Constituency details
- Country: India
- Region: Western India
- State: Maharashtra
- District: Nandurbar
- Lok Sabha constituency: Nandurbar
- Established: 2008
- Total electors: 319,481
- Reservation: ST

Member of Legislative Assembly
- 15th Maharashtra Legislative Assembly
- Incumbent Aamshya Padavi
- Party: SHS
- Alliance: NDA
- Elected year: 2024

= Akkalkuwa Assembly constituency =

Constituency of the Maharashtra legislative assembly in India

Akkalkuwa Assembly constituency is one of the 288 Vidhan Sabha constituencies of Maharashtra state in western India.
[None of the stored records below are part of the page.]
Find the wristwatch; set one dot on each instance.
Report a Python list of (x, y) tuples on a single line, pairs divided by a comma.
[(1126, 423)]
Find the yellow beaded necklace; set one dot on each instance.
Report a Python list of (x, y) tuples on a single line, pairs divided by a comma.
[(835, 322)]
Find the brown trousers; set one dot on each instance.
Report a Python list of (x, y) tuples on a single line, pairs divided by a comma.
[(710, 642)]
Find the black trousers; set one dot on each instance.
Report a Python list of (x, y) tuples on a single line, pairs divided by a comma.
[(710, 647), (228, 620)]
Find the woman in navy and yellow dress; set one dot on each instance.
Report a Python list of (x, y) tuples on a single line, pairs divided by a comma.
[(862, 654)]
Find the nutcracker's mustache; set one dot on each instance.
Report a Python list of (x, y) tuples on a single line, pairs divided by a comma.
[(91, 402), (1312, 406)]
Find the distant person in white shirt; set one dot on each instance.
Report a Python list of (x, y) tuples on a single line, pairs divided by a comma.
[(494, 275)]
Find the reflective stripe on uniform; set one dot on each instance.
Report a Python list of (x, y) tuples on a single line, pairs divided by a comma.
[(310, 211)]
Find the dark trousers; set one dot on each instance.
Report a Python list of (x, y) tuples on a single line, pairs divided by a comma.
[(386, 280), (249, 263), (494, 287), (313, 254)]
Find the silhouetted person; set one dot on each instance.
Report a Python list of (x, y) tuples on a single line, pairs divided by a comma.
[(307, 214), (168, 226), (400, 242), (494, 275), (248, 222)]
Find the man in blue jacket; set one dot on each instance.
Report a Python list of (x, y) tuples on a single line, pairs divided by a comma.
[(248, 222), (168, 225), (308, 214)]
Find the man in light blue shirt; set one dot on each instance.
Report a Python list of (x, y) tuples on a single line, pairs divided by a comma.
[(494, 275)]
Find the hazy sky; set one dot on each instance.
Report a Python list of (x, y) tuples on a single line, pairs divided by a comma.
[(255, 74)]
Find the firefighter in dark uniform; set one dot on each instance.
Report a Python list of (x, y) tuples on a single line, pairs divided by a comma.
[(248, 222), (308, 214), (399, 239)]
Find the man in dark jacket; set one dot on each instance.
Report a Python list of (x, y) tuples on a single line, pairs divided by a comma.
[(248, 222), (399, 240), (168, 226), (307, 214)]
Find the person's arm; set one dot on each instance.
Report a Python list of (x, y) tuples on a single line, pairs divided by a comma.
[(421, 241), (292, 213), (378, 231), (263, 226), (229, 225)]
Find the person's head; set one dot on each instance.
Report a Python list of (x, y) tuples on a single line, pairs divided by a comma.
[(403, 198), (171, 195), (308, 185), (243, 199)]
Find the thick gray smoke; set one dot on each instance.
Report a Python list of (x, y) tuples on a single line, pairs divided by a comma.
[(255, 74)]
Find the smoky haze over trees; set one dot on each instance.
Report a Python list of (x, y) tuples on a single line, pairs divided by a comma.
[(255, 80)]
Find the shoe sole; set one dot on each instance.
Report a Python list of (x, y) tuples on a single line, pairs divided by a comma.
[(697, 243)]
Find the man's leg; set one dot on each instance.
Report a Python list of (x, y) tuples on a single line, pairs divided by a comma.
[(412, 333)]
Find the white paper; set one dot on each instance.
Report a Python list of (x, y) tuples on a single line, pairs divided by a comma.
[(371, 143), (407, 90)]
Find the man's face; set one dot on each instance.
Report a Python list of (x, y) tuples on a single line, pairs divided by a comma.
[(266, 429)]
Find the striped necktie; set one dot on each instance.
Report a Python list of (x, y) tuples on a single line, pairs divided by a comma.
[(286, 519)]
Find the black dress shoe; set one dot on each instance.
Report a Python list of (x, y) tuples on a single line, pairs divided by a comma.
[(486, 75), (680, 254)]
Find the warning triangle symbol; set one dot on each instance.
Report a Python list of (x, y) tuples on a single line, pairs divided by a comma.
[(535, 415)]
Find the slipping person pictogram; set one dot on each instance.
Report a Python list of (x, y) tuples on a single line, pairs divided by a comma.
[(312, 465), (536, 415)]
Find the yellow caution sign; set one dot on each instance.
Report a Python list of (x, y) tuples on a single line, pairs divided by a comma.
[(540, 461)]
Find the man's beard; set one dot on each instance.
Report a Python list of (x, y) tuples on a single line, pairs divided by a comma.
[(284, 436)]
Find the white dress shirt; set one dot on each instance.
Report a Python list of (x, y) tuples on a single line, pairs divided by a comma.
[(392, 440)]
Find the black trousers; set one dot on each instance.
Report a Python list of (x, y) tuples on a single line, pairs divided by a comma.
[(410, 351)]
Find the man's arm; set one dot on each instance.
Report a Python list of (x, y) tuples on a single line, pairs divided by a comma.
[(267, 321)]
This constituency is located in Nandurbar district and it is reserved for the candidates belonging to the Scheduled Tribes.

==Overview==
It is part of the Nandurbar Lok Sabha constituency along with another five Vidhan Sabha segments, namely Shahada, Nandurbar and Navapur in the Nandurbar district and Sakri and Shirpur in the Dhule district.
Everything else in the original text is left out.